Полукровка. Эхо проклятия - Андрей Константинов
Шрифт:
Интервал:
Закладка:
Глава шестая
Как не встретились два одиночества
— …И вот этих лахудр нам придется награждать?! — с жаром возмущался «представитель этнических бандитов». — И куда ты только смотрел, Левка?! Тоже мне, специалист по женщинам! Я человек без претензий — и то лучше бы выбрал. Да просто свистнул бы здесь на углу — и полным-полна коробушка, кого хочешь выбирай. А, главное, Мамедов будет недоволен.
— Я, надо заметить, здесь совершенно ни при чем, — холодно ответил тот, кого назвали Левкой. — Он лично велел отбирать милых дам по фотографиям и мог бы, тем более, вместе с таким ушлым господином, как ты, догадаться, что снимки будут присылать, естественно, чужие.
— Говорить красиво ты мастер, но отвечать все равно тебе, — краснея шеей, прошипел первый и мотнул головой, пытаясь освободиться от непривычно тугого воротничка. Глаза его метнулись по залу, профессионально отмечая новые детали. Неожиданно у него побагровели не только шея, но и одутловатые щеки. — Ах, дьявольщина, ну и везунчик ты, Левка!
— Вообще-то я предпочел бы обращение Лев Михайлович.
— Да хоть Абрамович! Нет, ты подумай! Вот пруха и пир духа в одном флаконе!
— Изъяснялся бы по-человечески, мы же все-таки в приличном месте…
— Нет, это ты сейчас у меня будешь по-человечески и по-всячески изъясняться, пока не захомутаешь эту царевну Будур!
Начавший соображать Лева повернул голову вслед за направлением взгляда партнера, и, несмотря на хорошее воспитание, губы его сами сложились, чтобы присвистнуть.
— Вот это да! Спасение гарантировано на все сто процентов!
— Так иди работай, болтун.
И в тот же миг Самсут, неуютно ждавшая, когда ей принесут заказанный бокал «какого-нибудь южноафриканского вина, лучше красного», почти с ужасом увидела, что этот невысокий, но действительно прекрасно сложенный мачо направляется прямо к ней.
— Добрый день, мадам! — В улыбке ослепительно сверкнули, казалось, все тридцать два выпуклых, как миндаль, зуба. — Бокал шампанского за удачную встречу?

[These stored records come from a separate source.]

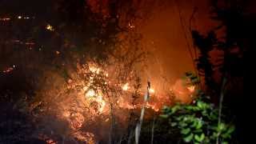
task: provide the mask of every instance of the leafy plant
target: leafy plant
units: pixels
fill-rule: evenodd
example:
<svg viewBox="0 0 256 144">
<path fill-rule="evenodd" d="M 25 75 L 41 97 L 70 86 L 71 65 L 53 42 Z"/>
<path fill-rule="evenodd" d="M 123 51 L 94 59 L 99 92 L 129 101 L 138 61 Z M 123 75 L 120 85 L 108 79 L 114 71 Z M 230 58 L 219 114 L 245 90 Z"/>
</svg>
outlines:
<svg viewBox="0 0 256 144">
<path fill-rule="evenodd" d="M 192 74 L 186 74 L 186 76 Z M 193 77 L 194 78 L 194 77 Z M 194 80 L 194 82 L 197 82 Z M 193 82 L 191 82 L 194 84 Z M 172 127 L 178 128 L 185 142 L 228 143 L 234 131 L 232 124 L 218 121 L 218 109 L 207 102 L 207 98 L 198 90 L 192 104 L 178 103 L 174 106 L 164 106 L 163 118 L 169 119 Z"/>
</svg>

— Спасибо, но я уже заказала, — пробормотала она, а рука ее сама собой сделала приглашающий жест, чем мачо не преминул тут же воспользоваться. Он сел напротив и принялся откровенно любоваться.
ТАК на нее никогда никто не смотрел!
Самсут под этим взглядом чувствовала себя буквально голой и вспыхивала, но тут же бледнела от постыдной мысли, что ощущение это неожиданным образом доставляет ей какое-то странное, ни на что не похожее удовольствие. Она подняла глаза и поняла, что мачо может рассматривать ее сколь угодно долго, не смущаясь молчанием, в то время как для нее пауза становилась все более неловкой. Наконец, она ухватилась за спасительную мысль, что он, вероятно, принял ее за одну из этих искательниц легких доходов, в изобилии сидевших вокруг, и спросила тоном учительницы:
— Так это с вами я разговаривала?..
— Разумеется, — самодовольно улыбнулся красавчик. — И я искренне счастлив, что именно вы, настоящий цветок Востока, вошли в число наших победительниц.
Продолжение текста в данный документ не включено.